Comme le prévoit la loi, la revalorisation des retraites de base et minimas sociaux doit être indexée sur l'inflation. Selon une circulaire diffusée lundi 15 décembre par le ministère du Travail, ils augmenteront donc de 0,9% au 1er janvier.
Pour une pension de base de 1.200 euros par exemple, cela représente une hausse de 10,80 euros mensuels, qui sera visible sur le versement de février. Ce calcul n'inclut pas la pension complémentaire, pour laquelle le taux de revalorisation varie selon les régimes.

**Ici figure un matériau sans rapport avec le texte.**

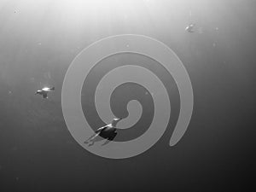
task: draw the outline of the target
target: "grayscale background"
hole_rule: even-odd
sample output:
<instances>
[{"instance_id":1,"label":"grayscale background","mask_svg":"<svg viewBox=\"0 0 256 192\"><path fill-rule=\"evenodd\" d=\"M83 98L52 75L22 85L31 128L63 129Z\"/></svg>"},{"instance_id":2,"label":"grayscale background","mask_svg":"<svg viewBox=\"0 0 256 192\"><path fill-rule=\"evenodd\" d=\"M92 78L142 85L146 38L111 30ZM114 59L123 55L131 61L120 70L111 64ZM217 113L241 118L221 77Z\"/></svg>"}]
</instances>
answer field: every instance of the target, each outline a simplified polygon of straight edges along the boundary
<instances>
[{"instance_id":1,"label":"grayscale background","mask_svg":"<svg viewBox=\"0 0 256 192\"><path fill-rule=\"evenodd\" d=\"M255 18L253 0L0 0L1 192L244 191L255 172ZM194 33L184 30L190 22ZM171 148L179 94L164 74L172 88L171 126L147 152L108 160L72 137L62 115L61 86L82 49L124 33L152 37L175 51L191 79L194 112L185 135ZM136 55L131 61L113 55L105 63L120 57L127 62ZM34 95L44 85L55 87L48 100ZM91 104L83 97L87 85L83 110ZM124 84L113 96L126 90L129 97L129 89L142 88ZM150 117L150 96L140 99ZM88 119L102 125L93 111Z\"/></svg>"}]
</instances>

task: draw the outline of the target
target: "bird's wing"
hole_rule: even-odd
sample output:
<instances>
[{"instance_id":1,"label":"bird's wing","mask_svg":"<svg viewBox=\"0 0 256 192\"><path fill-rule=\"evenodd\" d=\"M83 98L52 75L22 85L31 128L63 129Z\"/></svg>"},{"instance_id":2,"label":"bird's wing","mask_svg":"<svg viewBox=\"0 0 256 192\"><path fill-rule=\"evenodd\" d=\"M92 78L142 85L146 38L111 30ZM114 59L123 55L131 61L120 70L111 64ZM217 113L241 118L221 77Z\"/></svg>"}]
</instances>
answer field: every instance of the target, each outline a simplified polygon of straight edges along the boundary
<instances>
[{"instance_id":1,"label":"bird's wing","mask_svg":"<svg viewBox=\"0 0 256 192\"><path fill-rule=\"evenodd\" d=\"M100 128L98 128L95 132L96 132L96 133L100 132L100 131L102 131L102 130L105 130L105 129L108 128L108 125L100 127Z\"/></svg>"},{"instance_id":2,"label":"bird's wing","mask_svg":"<svg viewBox=\"0 0 256 192\"><path fill-rule=\"evenodd\" d=\"M44 97L44 99L47 98L47 93L46 93L46 92L43 93L43 97Z\"/></svg>"},{"instance_id":3,"label":"bird's wing","mask_svg":"<svg viewBox=\"0 0 256 192\"><path fill-rule=\"evenodd\" d=\"M50 89L49 89L49 87L44 87L42 90L44 90L44 91L49 91L49 90L50 90Z\"/></svg>"}]
</instances>

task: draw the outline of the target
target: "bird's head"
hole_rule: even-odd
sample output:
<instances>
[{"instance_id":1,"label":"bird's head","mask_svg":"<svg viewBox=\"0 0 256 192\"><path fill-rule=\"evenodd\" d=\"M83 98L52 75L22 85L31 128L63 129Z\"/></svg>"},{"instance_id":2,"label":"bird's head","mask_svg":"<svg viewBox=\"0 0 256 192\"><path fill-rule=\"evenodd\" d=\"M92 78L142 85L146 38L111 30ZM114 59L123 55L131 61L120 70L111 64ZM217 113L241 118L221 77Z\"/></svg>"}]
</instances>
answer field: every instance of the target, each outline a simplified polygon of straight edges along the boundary
<instances>
[{"instance_id":1,"label":"bird's head","mask_svg":"<svg viewBox=\"0 0 256 192\"><path fill-rule=\"evenodd\" d=\"M114 118L112 120L112 125L113 126L116 126L116 125L118 124L118 122L119 122L122 119L122 118Z\"/></svg>"},{"instance_id":2,"label":"bird's head","mask_svg":"<svg viewBox=\"0 0 256 192\"><path fill-rule=\"evenodd\" d=\"M35 95L39 94L39 93L41 93L41 92L42 92L41 90L38 90L35 92Z\"/></svg>"}]
</instances>

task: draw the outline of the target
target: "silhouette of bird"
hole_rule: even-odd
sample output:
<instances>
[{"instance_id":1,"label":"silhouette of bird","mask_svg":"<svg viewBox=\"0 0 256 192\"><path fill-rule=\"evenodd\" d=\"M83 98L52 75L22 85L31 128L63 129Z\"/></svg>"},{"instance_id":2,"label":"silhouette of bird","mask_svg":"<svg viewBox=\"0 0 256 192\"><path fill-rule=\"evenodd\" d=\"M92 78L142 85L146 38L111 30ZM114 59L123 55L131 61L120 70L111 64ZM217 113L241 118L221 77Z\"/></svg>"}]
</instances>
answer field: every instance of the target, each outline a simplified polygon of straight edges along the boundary
<instances>
[{"instance_id":1,"label":"silhouette of bird","mask_svg":"<svg viewBox=\"0 0 256 192\"><path fill-rule=\"evenodd\" d=\"M117 127L116 125L118 122L119 122L122 119L122 118L115 118L112 120L111 124L108 124L105 126L98 128L96 131L95 134L93 134L90 137L89 137L84 143L87 144L89 143L91 143L89 144L89 146L91 146L94 144L96 142L96 139L98 137L102 137L104 139L107 139L107 142L104 144L107 144L108 142L113 141L113 138L117 135ZM103 145L104 145L103 144Z\"/></svg>"},{"instance_id":2,"label":"silhouette of bird","mask_svg":"<svg viewBox=\"0 0 256 192\"><path fill-rule=\"evenodd\" d=\"M35 95L37 95L37 94L42 95L44 99L47 99L47 98L48 98L47 94L48 94L49 92L54 91L55 90L55 87L52 87L52 88L49 88L49 87L44 87L42 90L38 90L36 91Z\"/></svg>"}]
</instances>

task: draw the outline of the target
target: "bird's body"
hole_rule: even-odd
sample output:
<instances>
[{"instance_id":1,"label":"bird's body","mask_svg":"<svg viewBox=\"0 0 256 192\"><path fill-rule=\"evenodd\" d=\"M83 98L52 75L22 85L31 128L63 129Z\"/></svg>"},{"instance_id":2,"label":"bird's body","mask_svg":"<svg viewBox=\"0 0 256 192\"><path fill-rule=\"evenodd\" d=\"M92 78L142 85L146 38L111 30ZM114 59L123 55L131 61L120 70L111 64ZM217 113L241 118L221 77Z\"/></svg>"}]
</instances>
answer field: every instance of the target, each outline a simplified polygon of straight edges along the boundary
<instances>
[{"instance_id":1,"label":"bird's body","mask_svg":"<svg viewBox=\"0 0 256 192\"><path fill-rule=\"evenodd\" d=\"M95 140L99 136L104 139L108 139L108 141L112 141L117 135L117 128L116 125L117 123L121 120L122 119L113 119L111 124L108 124L105 126L102 126L101 128L98 128L93 136L91 136L90 138L88 138L84 143L90 143L89 146L91 146L94 144Z\"/></svg>"},{"instance_id":2,"label":"bird's body","mask_svg":"<svg viewBox=\"0 0 256 192\"><path fill-rule=\"evenodd\" d=\"M48 98L48 93L52 92L55 90L55 87L49 88L49 87L44 87L42 90L38 90L35 95L42 95L44 99Z\"/></svg>"}]
</instances>

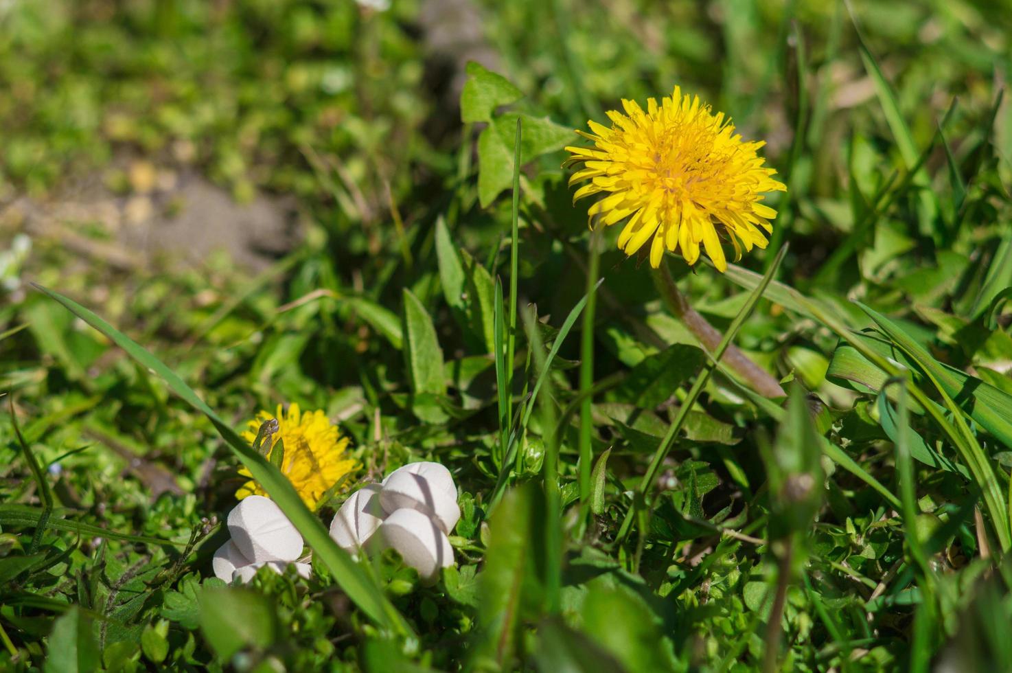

Les pensions complémentaires des ex-salariés du privé (14 millions de personnes) par exemple, qui augmentent habituellement au 1er novembre, n'ont pas été revalorisées cette année, «faute d'accord» entre les syndicats et le patronat qui gèrent le régime.
L'«année blanche» abandonnée
Le gouvernement prévoyait initialement une «année blanche» en 2026, soit un gel des retraites et des prestations sociales, pour faire 3,6 milliards d'euros d'économies, dont 2,7 milliards sur les retraites.
Cette mesure était d'ailleurs inscrite dans la version initiale du projet de loi de financement de la Sécurité sociale (PLFSS). Elle avait été supprimée une première fois par l'Assemblée nationale en novembre, avant d'être partiellement rétablie par le Sénat, puis à nouveau abandonnée en deuxième lecture au Palais Bourbon.
Elle est donc absente de la loi de financement de la Sécurité sociale pour 2026, définitivement adoptée à l'Assemblée nationale ce mardi 16 décembre. En l'absence de mesure modifiant la règle habituelle, les retraites et minimas sociaux sont donc, comme les années précédentes, indexés sur la hausse moyenne des prix à la consommation (hors tabac) de l'année 2025, calculée par l'Insee.